I'm using the quickstart cloudera VM (CDH 5.10.1) with Pyspark (1.6.0) and Yarn (MR2 Included) to aggregate numerical data per hour. I've got 1 CPU with 4 cores and 32 Go of RAM.
I've got a file named aggregate.py but until today I never submitted the job with spark-submit
, I used pyspark
interactive shell and copy/paste the code to test it.
When starting pyspark interactive shell I used :
pyspark --master yarn-client
I followed the treatment in the web UI accessible at quickstart.cloudera:8088/cluster and could see that Yarn created 3 executors and 1 driver with one core each (Not a good configuration but the main purpose is to make a proof of concept, until we move to a real cluster)

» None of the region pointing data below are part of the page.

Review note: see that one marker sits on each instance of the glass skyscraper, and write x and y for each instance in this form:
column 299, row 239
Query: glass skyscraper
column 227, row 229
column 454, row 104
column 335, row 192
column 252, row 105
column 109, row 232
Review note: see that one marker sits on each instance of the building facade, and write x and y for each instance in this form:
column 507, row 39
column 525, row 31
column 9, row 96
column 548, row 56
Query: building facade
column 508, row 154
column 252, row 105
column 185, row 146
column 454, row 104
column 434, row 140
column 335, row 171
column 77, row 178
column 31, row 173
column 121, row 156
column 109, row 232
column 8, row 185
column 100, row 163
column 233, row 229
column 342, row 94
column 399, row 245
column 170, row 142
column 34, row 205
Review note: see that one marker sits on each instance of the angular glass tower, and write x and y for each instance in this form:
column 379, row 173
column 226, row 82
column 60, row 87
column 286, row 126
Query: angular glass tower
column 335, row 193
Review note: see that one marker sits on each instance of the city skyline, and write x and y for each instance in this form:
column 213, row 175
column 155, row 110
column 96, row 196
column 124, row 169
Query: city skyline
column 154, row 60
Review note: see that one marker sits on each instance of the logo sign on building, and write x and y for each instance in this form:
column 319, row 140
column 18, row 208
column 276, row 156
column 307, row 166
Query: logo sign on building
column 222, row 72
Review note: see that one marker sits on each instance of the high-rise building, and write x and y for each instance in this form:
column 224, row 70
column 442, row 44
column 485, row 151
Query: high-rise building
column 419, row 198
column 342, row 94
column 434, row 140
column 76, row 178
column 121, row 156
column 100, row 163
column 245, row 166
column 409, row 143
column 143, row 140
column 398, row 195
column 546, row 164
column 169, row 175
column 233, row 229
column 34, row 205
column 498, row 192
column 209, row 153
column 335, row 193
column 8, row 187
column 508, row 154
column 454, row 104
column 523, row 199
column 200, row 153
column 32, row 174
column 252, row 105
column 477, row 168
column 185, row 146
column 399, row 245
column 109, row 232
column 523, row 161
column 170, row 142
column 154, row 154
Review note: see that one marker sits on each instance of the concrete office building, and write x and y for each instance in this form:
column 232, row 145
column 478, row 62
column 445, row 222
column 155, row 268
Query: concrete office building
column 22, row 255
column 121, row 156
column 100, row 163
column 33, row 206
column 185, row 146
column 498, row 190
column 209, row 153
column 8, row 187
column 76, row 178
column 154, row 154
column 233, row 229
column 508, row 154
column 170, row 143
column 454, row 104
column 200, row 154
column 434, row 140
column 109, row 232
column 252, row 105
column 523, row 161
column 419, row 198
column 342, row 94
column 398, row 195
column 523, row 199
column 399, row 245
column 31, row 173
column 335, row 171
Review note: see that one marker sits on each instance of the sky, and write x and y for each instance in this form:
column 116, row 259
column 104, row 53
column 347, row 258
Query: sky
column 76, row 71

When submitting the same code with spark-submit :
spark-submit --verbose
--master yarn
--deploy-mode client \
--num-executors 2 \
--driver-memory 3G \
--executor-memory 6G \
--executor-cores 2 \
aggregate.py
I only have the driver, which also executes the tasks. Note that spark.dynamicAllocation.enabled
is set to true in the environment tab, and spark.dynamicAllocation.minExecutors
is set to 2.
I tried using spark-submit aggregate.py
only, I still got only the driver as executor. I can't manage to have more than 1 executor with spark-submit, yet it works in spark interactive shell !
My Yarn configuration is as follow :
yarn.nodemanager.resource.memory-mb
= 17 GiB
yarn.nodemanager.resource.cpu-vcores
= 4
yarn.scheduler.minimum-allocation-mb
= 3 GiB
yarn.scheduler.maximum-allocation-mb
= 16 GiB
yarn.scheduler.minimum-allocation-vcores
= 1
yarn.scheduler.maximum-allocation-vcores
= 2
If someone can explain me what I'm doing wrong it would be a great help !